The news that The Late Show with Stephen Colbert is facing cancellation didn’t come as a shock so much as a confirmation. Late night, a show that was THE focal point for pop culture just a decade or two ago, is now something most people don't spend a lot of time thinking about. Colbert still won his time slot and booked A-list guests. But somehow that just doesn’t matter anymore. The landscape is just too fragmented to support a $100mln a year budget, and being the biggest fish in a shrinking pond isn’t a viable business model.
As Nate Silver recently put it, “Outside of sports and perhaps Taylor Swift, there’s really no mass culture anymore.” We're not all watching the same shows, not reading the same papers, not listening to the same voices. Instead, we’ve entered an era of decentralized information and culture that is wildly different from the landscape that existed when I was a kid.

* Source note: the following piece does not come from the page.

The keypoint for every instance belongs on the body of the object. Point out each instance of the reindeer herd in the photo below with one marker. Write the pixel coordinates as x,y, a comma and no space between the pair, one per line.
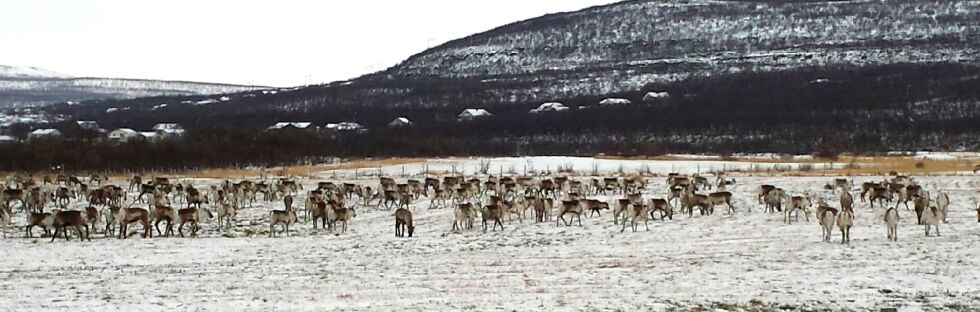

That’s not necessarily a bad thing. In fact, it’s opened the door to some of the most interesting and original voices we’ve ever had access to. The most influential interviews in America aren’t happening on network TV anymore, they’re happening on podcasts hosted in spare bedrooms. Dozens of independent creators now command audiences larger than any of the late shows. But with the shift to a more fragmented, decentralized media landscape comes a problem we haven’t solved yet: how do we fund the kind of meaningful, deeply researched content we used to rely on institutions to provide?
The traditional media model — ad revenue plus bundled subscriptions — isn’t built for today’s ecosystem. And the big tech platforms that replaced it are optimized for short-form, high-frequency, algorithmically supercharged content that prioritizes engagement over depth, spectacle over substance.
The bottom line is that social media platforms are amazing for growth, but terrible monetization engines for the vast majority of creators. A YouTube channel with 5,000 subscribers might earn you $8 a month. A viral post with 100,000 views might cover lunch. And if you do decide you want to slow down and spend a week on a single story, the platform gets to decide who sees your work.
Creators are stuck grinding out disposable content just to keep the algorithm’s attention, instead of being able to take a breath and go deep. And readers, in turn, are stuck scrolling through noise when they’re desperate for something more credible and informed.
At LedeWire, we’re betting on a simpler, more honest model - give readers a way to access the information they want, and support the writers they trust. No subscriptions. No bundles. No ads. Just a clean, direct exchange of value between curious readers and creative minds.
Social platforms still have a vital role to fill as lead generators and a way to reach a broader audience. But when a creator decides to pause the content treadmill and actually build something lasting, there needs to be a home for that. That’s what we’re trying to build. A place where important work gets the support it deserves and where independent voices don’t have to sacrifice depth to survive.
The struggles of mass media isn’t just a story about network TV. It’s a story about what comes next.